Wiener Börse (Mittag) - ATX mit plus 0,23 Prozent freundlich / Verhaltenes Geschäft - Rosenbauer nach Zahlen fester

Friday, 13. August 2021 12:10

Die Wiener Börse hat sich heute, Freitag, zu Mittag bei moderatem Volumen mit freundlicher Tendenz präsentiert. Der ATX wurde um 12.00 Uhr mit 3.643,27 Punkten errechnet, das ist ein Plus von 8,36 Punkten bzw. 0,23 Prozent. Der ATX Prime notierte zum oben genannten Zeitpunkt 0,20 Prozent höher bei 1.843,64 Punkten.

Auch das europäische Börsenumfeld zeigte sich mit leichten Zugewinnen. Marktbeobachter sprachen von einem verhaltenen Geschäft und verwiesen auf eine Mangel an Impulsen. Die Übersee-Börsen hatten zuvor uneinheitliche Vorgaben geliefert.

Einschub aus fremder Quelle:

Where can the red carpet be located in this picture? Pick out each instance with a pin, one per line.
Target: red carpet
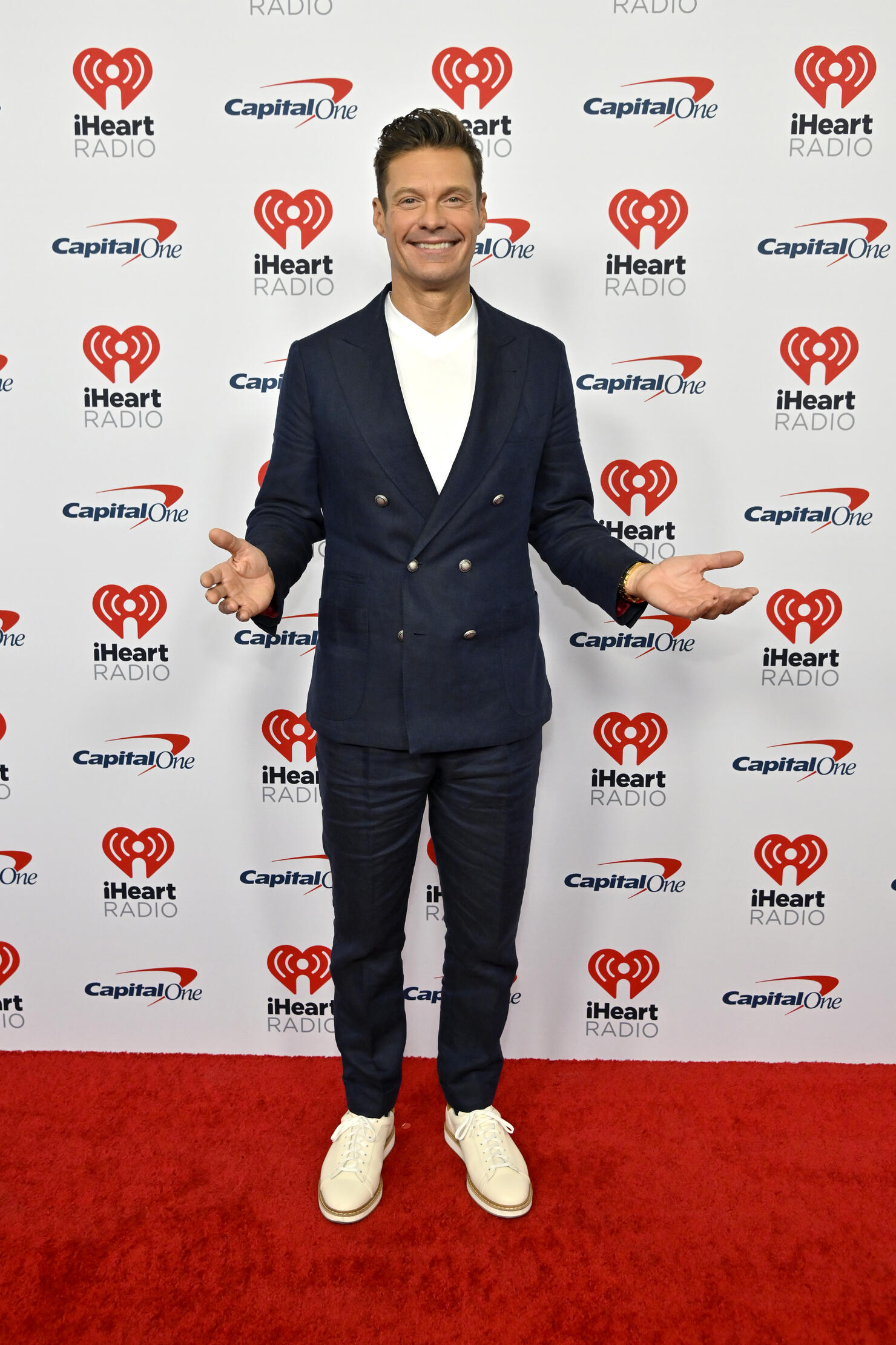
(154, 1199)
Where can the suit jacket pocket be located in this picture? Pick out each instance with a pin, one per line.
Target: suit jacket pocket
(522, 658)
(341, 662)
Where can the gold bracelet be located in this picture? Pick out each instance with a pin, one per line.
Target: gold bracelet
(624, 586)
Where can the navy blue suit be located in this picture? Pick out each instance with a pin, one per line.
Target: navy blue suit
(430, 676)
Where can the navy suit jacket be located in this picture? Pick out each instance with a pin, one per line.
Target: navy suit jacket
(415, 652)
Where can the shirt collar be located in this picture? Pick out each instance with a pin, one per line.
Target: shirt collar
(423, 341)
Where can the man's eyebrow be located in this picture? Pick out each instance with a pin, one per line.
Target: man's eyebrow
(416, 191)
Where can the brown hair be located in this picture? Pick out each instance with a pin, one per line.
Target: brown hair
(424, 128)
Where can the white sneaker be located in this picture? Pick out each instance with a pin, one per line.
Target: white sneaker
(350, 1178)
(497, 1173)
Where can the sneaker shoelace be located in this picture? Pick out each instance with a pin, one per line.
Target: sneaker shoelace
(489, 1126)
(360, 1133)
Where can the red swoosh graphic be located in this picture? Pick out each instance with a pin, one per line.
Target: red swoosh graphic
(700, 88)
(825, 985)
(178, 743)
(165, 229)
(689, 365)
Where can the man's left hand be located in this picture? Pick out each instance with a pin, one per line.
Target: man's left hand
(679, 587)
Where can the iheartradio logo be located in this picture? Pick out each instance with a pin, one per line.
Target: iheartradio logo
(805, 854)
(287, 963)
(646, 732)
(123, 847)
(820, 610)
(310, 211)
(631, 210)
(621, 481)
(638, 968)
(113, 604)
(487, 70)
(8, 960)
(285, 728)
(96, 71)
(820, 68)
(834, 349)
(136, 346)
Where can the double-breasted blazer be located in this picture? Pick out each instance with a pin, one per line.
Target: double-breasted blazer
(428, 616)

Datenseitig richten sich die Blicke der Anleger am Nachmittag auf das Michigan Sentiment. Im August dürfte die Verbraucherstimmung etwa auf dem Vormonatsniveau liegen und damit weiter als gedämpft zu bezeichnen sein, hieß es dazu von den Helaba-Experten.

Unter den Einzelwerten zeigten sich Rosenbauer nach Zahlenvorlage um 1,56 Prozent fester. Der oberösterreichische Feuerwehrhersteller ist im Halbjahr nach einem kleinen Verlust zu Jahresbeginn wieder in die Gewinnzone zurückgekehrt. Trotz Aufholprozess im zweiten Quartal lag der Konzernumsatz mit 448,1 Mio. Euro leicht unter dem historischen Rekord von 458,0 Mio. Euro im Vorjahr. Das Orderbuch ist mit 1,09 (1,12) Mrd. Euro weiterhin gut gefüllt.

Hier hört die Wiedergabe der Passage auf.